Blackberry recently announced a 40% cut in its
workforce
Shares in struggling smartphone maker Blackberry
have fallen 13% after it announced it had
abandoned a plan to sell itself to its biggest
shareholder, Fairfax Financial Holdings.
Instead, it intends to raise $1bn (£627m) in fresh
financing.
Chief executive Thorsten Heins will step down and
former Sybase chief executive John Chen will serve as
interim chief executive.
Last month, Blackberry reported a second-quarter net
loss of $965m.
Those losses were blamed on poor sales of its new
smartphone, the Z10.
'Substantial cash'
Fairfax was planning to lead a consortium of firms in a
takeover of Blackberry worth $4.7bn.
But that plan, announced last month, has fallen
through.
Last week, Reuters reported that Fairfax was struggling
to raise the financing needed for the deal.
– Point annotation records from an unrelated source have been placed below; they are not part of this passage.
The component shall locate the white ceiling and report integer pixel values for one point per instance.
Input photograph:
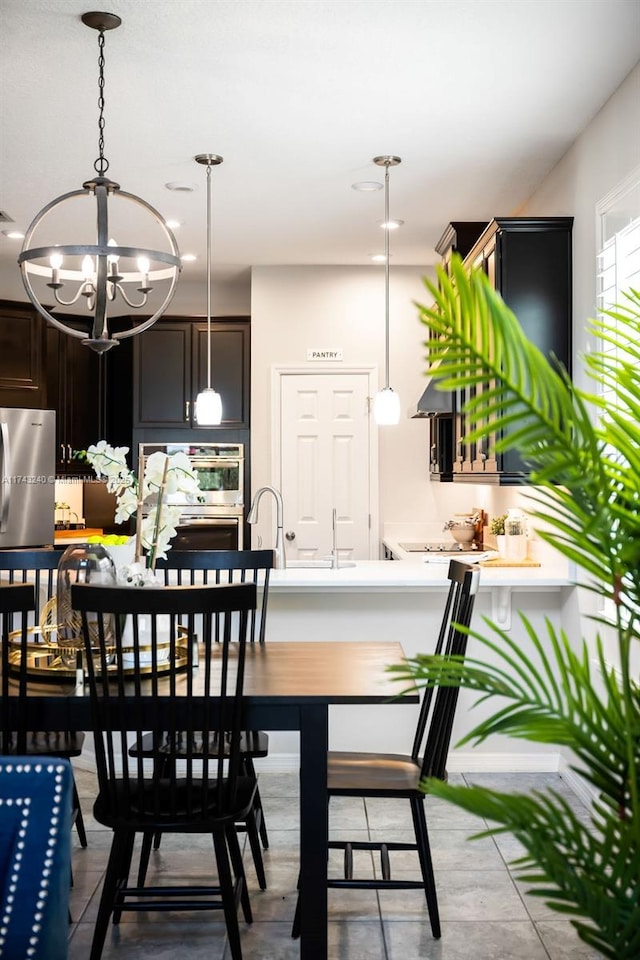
(480, 98)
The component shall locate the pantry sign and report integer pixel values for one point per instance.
(330, 356)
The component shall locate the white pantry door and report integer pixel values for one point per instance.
(325, 463)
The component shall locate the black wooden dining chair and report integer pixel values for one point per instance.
(398, 776)
(37, 567)
(194, 710)
(181, 567)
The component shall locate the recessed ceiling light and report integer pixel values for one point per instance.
(391, 225)
(367, 186)
(181, 187)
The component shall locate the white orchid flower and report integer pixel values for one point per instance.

Instead, Fairfax, which owns a 10% stake in Blackberry,
is contributing $250m to the new fund-raising.
"This financing provides an immediate cash injection on
terms favourable to Blackberry, enhancing our
substantial cash position," said Barbara Stymiest, chair
of Blackberry's board of directors.
In September, the company announced a plan to cut
4,500 jobs, or 40% of its workforce, to reverse giant
losses.
The interim chief executive, John Chen, acknowledged
the challenge ahead: "Blackberry is an iconic brand
with enormous potential - but it's going to take time,
discipline and tough decisions to reclaim our success."
Some analysts remain sceptical about the firm's
prospects.
"Now we're back to the downward spiral," said BGC
Partners analyst Colin Gillis.
"They've got $1bn more cash that buys them time. The
drumbeat of negativity is likely to continue."